Hesabım
    Yaşam Kürü
    BEYAZPERDE ELEŞTİRİSİ
    4,0
    Çok İyi
    Yaşam Kürü
    Yazar: Burçin Aygün

    Korku ve gerilim sinemasına yeni, özel bir üye daha katıldı. Uzun yıllardır birbirini taklit eden, birkaç örnek haricinde bizi şaşırtmayan bu türün örnekleri yine usta bir isim sayesinde nefes alıyor. Gore Verbinski! Kendisi 2001 tarihli Meksikalı filmi ile öne çıkmış, hemen sonrasında Uzak Doğu’nun Ringu filmini, bizim bildiğimiz adıyla Halka’nın Hollywood versiyonuyla meşhur olmuştu. Hatta Halka uyarlaması o kadar beğenildi ki, ilerleyen yıllarda korku filmleri hep onu taklit etti. Daha sonra Karayip Korsanları efsanesinin ilk 3 filmini kameraya alan isim uzun seneler ardından tekrar korkuya döndü.

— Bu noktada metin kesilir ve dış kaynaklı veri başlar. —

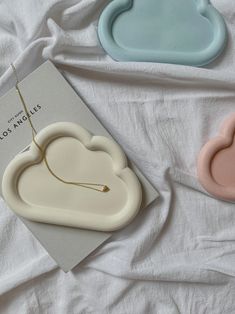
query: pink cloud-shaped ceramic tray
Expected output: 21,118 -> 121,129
2,122 -> 142,231
198,114 -> 235,202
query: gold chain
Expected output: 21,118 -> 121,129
11,63 -> 110,192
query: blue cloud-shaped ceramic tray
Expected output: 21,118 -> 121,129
98,0 -> 227,66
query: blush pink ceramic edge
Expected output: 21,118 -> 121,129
197,114 -> 235,202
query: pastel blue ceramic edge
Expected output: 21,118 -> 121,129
98,0 -> 227,66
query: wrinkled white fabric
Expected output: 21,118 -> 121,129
0,0 -> 235,314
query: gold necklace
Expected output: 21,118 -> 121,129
11,63 -> 110,192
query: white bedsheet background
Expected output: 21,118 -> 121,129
0,0 -> 235,314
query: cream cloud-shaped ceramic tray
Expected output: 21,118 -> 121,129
2,122 -> 142,231
197,114 -> 235,202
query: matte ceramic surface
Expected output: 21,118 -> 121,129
98,0 -> 227,66
198,114 -> 235,202
2,123 -> 142,231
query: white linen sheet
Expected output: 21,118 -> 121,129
0,0 -> 235,314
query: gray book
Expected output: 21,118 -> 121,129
0,61 -> 158,271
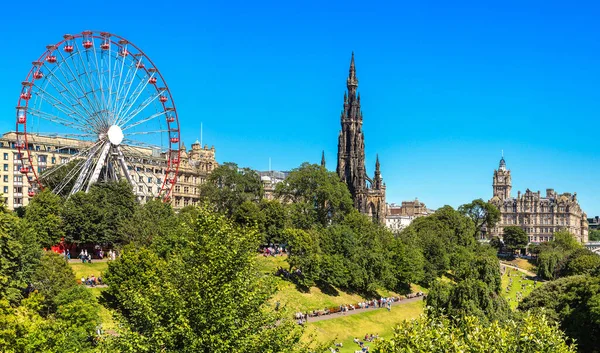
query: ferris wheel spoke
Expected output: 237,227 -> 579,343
116,91 -> 160,122
115,59 -> 143,117
49,59 -> 97,116
34,73 -> 93,125
121,110 -> 167,131
58,50 -> 101,115
41,67 -> 99,123
70,42 -> 104,117
115,71 -> 148,124
52,159 -> 85,194
54,141 -> 102,195
110,51 -> 127,114
126,130 -> 169,136
29,84 -> 83,121
28,108 -> 92,133
42,141 -> 100,182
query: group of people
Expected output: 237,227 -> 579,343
262,244 -> 286,257
294,291 -> 425,325
353,333 -> 379,353
81,275 -> 104,287
79,249 -> 92,264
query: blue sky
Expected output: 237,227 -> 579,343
0,0 -> 600,215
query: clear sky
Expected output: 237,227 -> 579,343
0,0 -> 600,216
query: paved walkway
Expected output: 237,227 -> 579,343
69,258 -> 111,264
500,262 -> 537,277
307,296 -> 423,323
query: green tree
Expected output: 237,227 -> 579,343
200,163 -> 264,217
283,228 -> 322,287
103,210 -> 302,352
25,189 -> 65,248
259,199 -> 287,244
426,278 -> 510,321
275,163 -> 353,229
374,314 -> 577,353
458,199 -> 500,237
231,201 -> 266,230
518,276 -> 600,352
31,251 -> 77,315
490,236 -> 503,252
62,181 -> 136,244
118,199 -> 177,245
502,226 -> 529,252
588,229 -> 600,241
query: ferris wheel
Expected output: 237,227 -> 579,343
15,31 -> 180,201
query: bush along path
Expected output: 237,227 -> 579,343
295,292 -> 426,324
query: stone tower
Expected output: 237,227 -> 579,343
337,53 -> 386,223
492,156 -> 512,200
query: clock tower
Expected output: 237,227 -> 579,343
492,156 -> 512,200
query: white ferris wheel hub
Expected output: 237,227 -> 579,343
15,31 -> 180,202
106,125 -> 123,146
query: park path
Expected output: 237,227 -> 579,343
307,296 -> 423,323
500,262 -> 537,277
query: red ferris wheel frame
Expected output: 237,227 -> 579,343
15,31 -> 181,202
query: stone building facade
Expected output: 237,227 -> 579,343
385,198 -> 434,232
337,53 -> 386,224
0,132 -> 218,210
171,141 -> 219,209
486,157 -> 588,243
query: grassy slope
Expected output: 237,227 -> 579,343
502,268 -> 539,309
257,255 -> 425,312
69,261 -> 108,280
306,300 -> 424,353
502,258 -> 536,272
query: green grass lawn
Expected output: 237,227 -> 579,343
69,261 -> 108,280
502,258 -> 536,272
305,300 -> 424,353
88,287 -> 116,331
502,268 -> 540,309
257,255 -> 427,312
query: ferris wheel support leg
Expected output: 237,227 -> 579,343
117,147 -> 135,187
85,143 -> 110,192
69,146 -> 100,196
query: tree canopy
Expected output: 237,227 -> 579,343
458,199 -> 500,237
104,210 -> 302,352
374,314 -> 577,353
200,163 -> 264,217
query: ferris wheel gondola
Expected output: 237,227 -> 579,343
15,31 -> 180,201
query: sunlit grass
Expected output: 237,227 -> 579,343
502,268 -> 540,309
304,300 -> 424,353
69,261 -> 108,280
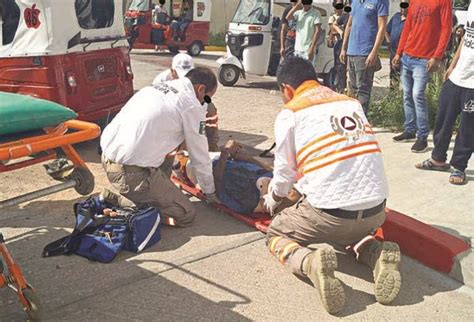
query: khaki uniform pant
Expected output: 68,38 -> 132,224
102,158 -> 196,227
267,199 -> 385,276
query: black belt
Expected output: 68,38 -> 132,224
321,200 -> 385,219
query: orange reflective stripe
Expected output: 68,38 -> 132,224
278,242 -> 300,263
285,81 -> 354,112
296,132 -> 338,158
269,236 -> 283,254
297,138 -> 347,168
304,148 -> 382,174
305,141 -> 378,173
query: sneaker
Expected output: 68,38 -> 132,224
392,132 -> 416,142
411,138 -> 428,153
357,240 -> 402,304
374,242 -> 402,304
305,248 -> 346,314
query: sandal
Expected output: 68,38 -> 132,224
449,169 -> 467,186
415,159 -> 451,171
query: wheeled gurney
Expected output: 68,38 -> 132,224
0,120 -> 100,319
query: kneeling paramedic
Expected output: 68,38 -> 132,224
264,58 -> 401,313
100,68 -> 218,227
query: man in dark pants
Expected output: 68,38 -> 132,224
415,2 -> 474,185
385,0 -> 408,88
280,0 -> 297,59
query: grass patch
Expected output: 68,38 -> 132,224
368,72 -> 443,132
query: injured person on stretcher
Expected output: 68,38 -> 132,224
174,140 -> 301,214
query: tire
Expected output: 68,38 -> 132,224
68,167 -> 95,196
168,46 -> 179,56
217,64 -> 240,86
188,41 -> 202,57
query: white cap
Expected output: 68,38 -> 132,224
171,53 -> 194,78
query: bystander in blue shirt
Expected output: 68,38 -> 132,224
347,0 -> 389,56
387,12 -> 406,57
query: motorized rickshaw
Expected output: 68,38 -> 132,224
0,0 -> 133,121
125,0 -> 212,56
217,0 -> 334,86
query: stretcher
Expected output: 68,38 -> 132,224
171,176 -> 272,233
0,120 -> 100,319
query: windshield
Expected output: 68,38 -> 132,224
453,0 -> 470,10
128,0 -> 150,11
232,0 -> 271,25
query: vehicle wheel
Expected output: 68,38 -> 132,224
168,46 -> 179,55
217,64 -> 240,86
68,167 -> 95,196
22,287 -> 40,321
188,41 -> 202,57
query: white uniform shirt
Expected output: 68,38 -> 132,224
100,78 -> 215,194
449,1 -> 474,89
271,82 -> 388,210
152,69 -> 173,86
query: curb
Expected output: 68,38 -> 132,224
204,46 -> 227,51
377,208 -> 474,284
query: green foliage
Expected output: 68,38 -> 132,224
209,32 -> 225,47
368,72 -> 443,132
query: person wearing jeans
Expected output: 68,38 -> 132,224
401,55 -> 430,142
392,0 -> 452,153
339,0 -> 389,114
415,2 -> 474,185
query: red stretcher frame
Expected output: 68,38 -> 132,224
0,120 -> 100,173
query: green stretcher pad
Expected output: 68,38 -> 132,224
0,92 -> 77,135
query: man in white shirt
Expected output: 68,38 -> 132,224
415,2 -> 474,185
100,67 -> 218,227
286,0 -> 322,66
264,57 -> 401,314
153,53 -> 219,152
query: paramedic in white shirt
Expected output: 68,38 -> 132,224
264,57 -> 401,314
100,67 -> 218,227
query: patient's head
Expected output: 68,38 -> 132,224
254,177 -> 272,213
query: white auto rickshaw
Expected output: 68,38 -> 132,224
217,0 -> 334,86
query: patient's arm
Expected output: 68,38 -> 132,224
233,149 -> 273,172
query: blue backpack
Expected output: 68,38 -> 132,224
43,197 -> 161,263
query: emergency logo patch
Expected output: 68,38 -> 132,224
463,100 -> 474,113
24,3 -> 41,29
330,112 -> 365,140
199,121 -> 206,134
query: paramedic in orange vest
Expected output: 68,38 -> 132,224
264,57 -> 401,314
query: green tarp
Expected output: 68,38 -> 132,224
0,92 -> 77,135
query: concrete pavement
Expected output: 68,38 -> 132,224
0,53 -> 474,321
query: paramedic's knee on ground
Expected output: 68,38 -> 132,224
100,67 -> 217,226
265,58 -> 401,313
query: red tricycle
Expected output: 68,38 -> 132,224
0,0 -> 133,121
125,0 -> 212,56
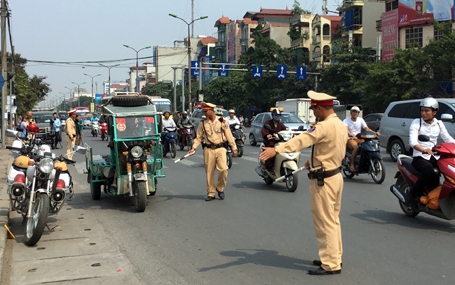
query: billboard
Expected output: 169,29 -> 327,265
398,0 -> 455,27
381,9 -> 398,61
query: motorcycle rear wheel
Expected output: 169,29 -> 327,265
24,193 -> 49,246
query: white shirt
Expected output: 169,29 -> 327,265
343,117 -> 367,135
409,118 -> 455,160
163,118 -> 177,131
225,116 -> 240,125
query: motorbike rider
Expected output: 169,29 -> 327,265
343,106 -> 379,170
261,108 -> 286,175
408,97 -> 455,207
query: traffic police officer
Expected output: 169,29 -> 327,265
260,91 -> 346,275
188,102 -> 237,201
66,110 -> 76,159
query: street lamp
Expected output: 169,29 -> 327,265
71,82 -> 85,107
123,45 -> 151,92
99,63 -> 120,96
84,73 -> 101,103
169,14 -> 208,114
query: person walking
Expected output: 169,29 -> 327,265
188,102 -> 237,201
259,91 -> 346,275
66,110 -> 77,159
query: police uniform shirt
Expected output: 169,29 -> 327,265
275,114 -> 346,171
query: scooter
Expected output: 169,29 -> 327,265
390,135 -> 455,220
179,124 -> 194,150
163,127 -> 177,158
91,121 -> 100,137
101,122 -> 107,141
342,131 -> 385,184
229,124 -> 246,157
255,124 -> 300,192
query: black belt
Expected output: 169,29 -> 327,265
202,143 -> 226,149
308,168 -> 341,179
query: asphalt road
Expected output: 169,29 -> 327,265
5,130 -> 455,284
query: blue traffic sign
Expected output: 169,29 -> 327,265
218,64 -> 229,77
295,65 -> 306,80
191,60 -> 201,76
253,66 -> 262,78
276,65 -> 288,80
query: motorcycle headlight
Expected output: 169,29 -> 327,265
131,146 -> 144,158
38,158 -> 54,173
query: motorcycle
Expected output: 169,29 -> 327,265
390,135 -> 455,220
255,124 -> 300,192
229,124 -> 246,157
91,121 -> 100,137
179,124 -> 194,150
341,132 -> 385,184
101,122 -> 107,141
163,127 -> 177,158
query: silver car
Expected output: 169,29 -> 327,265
249,112 -> 309,146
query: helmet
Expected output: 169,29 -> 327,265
351,106 -> 360,112
420,97 -> 439,111
27,123 -> 39,133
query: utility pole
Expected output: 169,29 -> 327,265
1,0 -> 8,148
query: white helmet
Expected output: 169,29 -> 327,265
420,97 -> 439,111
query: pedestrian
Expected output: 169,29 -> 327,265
259,91 -> 346,275
188,102 -> 237,201
66,110 -> 77,159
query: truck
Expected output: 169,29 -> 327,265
276,98 -> 340,123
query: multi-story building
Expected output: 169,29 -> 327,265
339,0 -> 385,49
310,15 -> 342,67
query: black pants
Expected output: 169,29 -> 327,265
411,156 -> 439,197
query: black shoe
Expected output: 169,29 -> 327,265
308,267 -> 341,275
313,259 -> 343,267
216,189 -> 224,200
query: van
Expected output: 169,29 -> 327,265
379,98 -> 455,161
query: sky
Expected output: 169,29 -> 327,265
7,0 -> 342,105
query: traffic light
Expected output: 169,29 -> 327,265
248,58 -> 253,71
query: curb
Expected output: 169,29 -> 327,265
0,138 -> 13,280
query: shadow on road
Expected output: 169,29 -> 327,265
351,205 -> 455,233
198,249 -> 314,272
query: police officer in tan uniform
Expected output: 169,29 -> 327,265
188,102 -> 237,201
66,110 -> 76,159
260,91 -> 346,275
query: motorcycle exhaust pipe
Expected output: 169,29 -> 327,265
390,185 -> 408,205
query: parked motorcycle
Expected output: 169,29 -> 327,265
255,124 -> 300,192
91,121 -> 100,137
179,124 -> 194,150
390,135 -> 455,220
163,127 -> 177,158
342,131 -> 385,184
229,124 -> 246,157
101,122 -> 107,141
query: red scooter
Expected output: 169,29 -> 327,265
390,135 -> 455,220
101,123 -> 107,141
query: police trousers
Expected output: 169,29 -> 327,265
310,173 -> 343,271
204,147 -> 228,197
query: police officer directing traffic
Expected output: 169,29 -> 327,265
259,91 -> 346,275
188,102 -> 237,201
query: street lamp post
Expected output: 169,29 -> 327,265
99,63 -> 120,96
123,45 -> 151,92
84,73 -> 101,103
169,14 -> 208,114
71,82 -> 85,107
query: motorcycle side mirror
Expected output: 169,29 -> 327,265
417,135 -> 430,142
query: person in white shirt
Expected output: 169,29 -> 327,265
225,109 -> 240,125
407,97 -> 455,208
343,106 -> 379,173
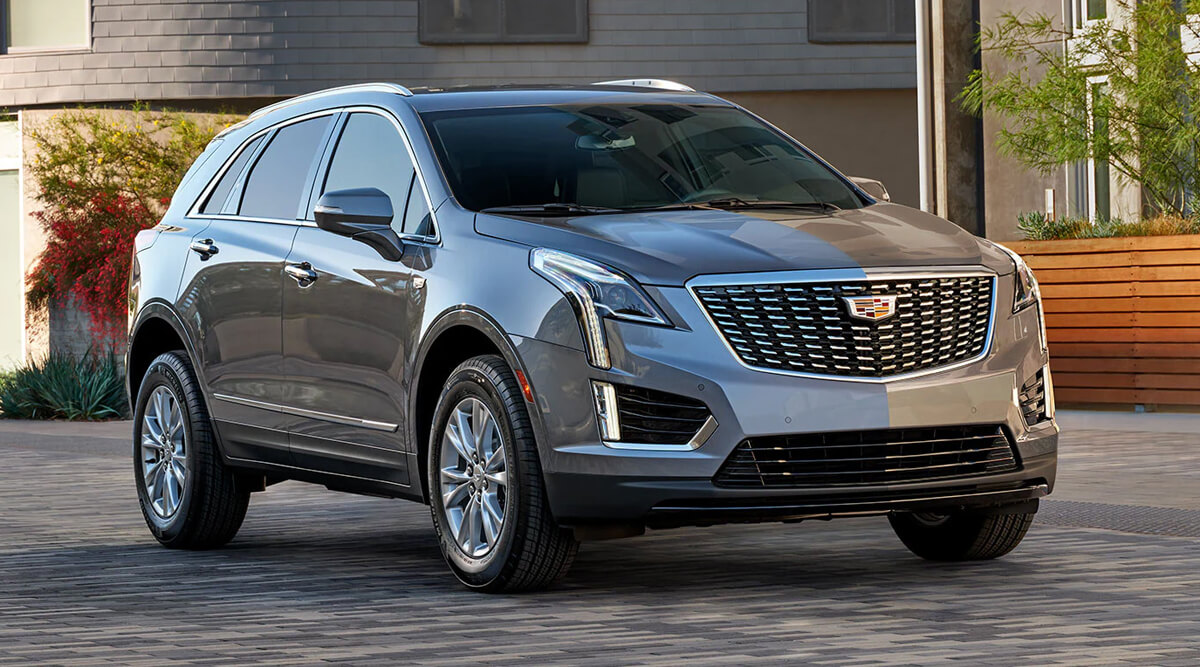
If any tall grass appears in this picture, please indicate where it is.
[1016,211,1200,241]
[0,353,128,420]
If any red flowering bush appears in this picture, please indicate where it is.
[26,192,156,342]
[26,106,235,348]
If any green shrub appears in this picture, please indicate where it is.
[0,353,128,420]
[1016,211,1200,241]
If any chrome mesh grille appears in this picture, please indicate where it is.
[694,275,995,378]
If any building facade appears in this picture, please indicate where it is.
[977,0,1141,240]
[0,0,917,363]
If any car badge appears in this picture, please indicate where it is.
[842,294,900,322]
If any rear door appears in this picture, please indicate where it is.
[283,110,428,485]
[178,115,334,464]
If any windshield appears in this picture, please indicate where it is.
[421,103,863,214]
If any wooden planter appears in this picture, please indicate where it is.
[1006,235,1200,408]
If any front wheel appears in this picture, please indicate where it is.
[426,355,578,591]
[888,511,1036,560]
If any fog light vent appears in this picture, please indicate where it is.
[1019,368,1050,426]
[592,381,716,449]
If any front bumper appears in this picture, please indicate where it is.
[514,281,1058,527]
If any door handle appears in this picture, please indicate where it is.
[188,239,220,260]
[283,262,319,287]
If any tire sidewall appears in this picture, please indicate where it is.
[133,357,198,542]
[426,366,523,588]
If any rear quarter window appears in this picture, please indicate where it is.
[238,115,332,220]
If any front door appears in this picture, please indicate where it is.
[283,112,427,485]
[176,116,334,465]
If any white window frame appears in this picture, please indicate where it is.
[1070,0,1111,28]
[1085,74,1112,224]
[0,0,95,56]
[0,112,29,363]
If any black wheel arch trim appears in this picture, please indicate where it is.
[408,306,546,497]
[125,299,208,405]
[125,299,233,464]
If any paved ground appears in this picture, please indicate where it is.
[0,415,1200,666]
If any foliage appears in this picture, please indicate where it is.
[25,193,155,341]
[1016,211,1200,241]
[0,353,128,420]
[28,106,232,341]
[959,0,1200,215]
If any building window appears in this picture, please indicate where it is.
[1087,78,1112,222]
[809,0,917,43]
[0,0,91,53]
[418,0,588,44]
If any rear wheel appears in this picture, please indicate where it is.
[888,512,1036,560]
[426,355,578,591]
[133,351,250,549]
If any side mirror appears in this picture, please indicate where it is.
[312,187,404,262]
[850,176,892,202]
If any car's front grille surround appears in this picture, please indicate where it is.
[691,272,996,380]
[713,425,1020,488]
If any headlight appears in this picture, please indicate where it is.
[529,248,670,368]
[988,241,1046,351]
[983,239,1042,313]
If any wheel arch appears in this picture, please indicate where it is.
[125,301,208,408]
[408,307,542,503]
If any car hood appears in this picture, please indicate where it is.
[475,203,1013,286]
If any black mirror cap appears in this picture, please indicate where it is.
[312,187,395,236]
[312,187,404,262]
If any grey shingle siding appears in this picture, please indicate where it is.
[0,0,916,108]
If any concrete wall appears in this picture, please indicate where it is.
[722,90,920,206]
[0,0,916,107]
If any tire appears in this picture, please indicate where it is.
[133,350,250,549]
[426,355,578,593]
[888,511,1036,561]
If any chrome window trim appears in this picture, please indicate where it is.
[212,393,400,433]
[602,415,719,451]
[684,266,1000,384]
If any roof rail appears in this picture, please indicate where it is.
[592,79,696,92]
[247,83,413,120]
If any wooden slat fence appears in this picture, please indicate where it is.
[1006,235,1200,407]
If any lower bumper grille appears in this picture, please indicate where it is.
[713,426,1020,488]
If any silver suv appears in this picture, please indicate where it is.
[127,80,1058,590]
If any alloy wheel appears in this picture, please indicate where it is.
[140,385,188,519]
[438,398,509,558]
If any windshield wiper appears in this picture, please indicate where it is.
[480,202,623,215]
[697,197,841,211]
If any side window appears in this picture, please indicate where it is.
[200,137,263,215]
[320,113,414,232]
[238,115,332,220]
[403,174,433,236]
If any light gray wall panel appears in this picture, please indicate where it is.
[0,0,916,107]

    Verbinski’nin yeni filmi bu hafta vizyon şansı bulan Yaşam Kürü. Akıllara ve de gözlere ilk olarak Zindan Adası’nı getiren yapım kendine has hikayesi ve güçlü oyuncu kadrosuyla hemen öne çıkmayı başarıyor. Buna, yaratılan muazzam atmosfer de eklenince meydana seyir keyfi yüksek bir proje çıkıyor.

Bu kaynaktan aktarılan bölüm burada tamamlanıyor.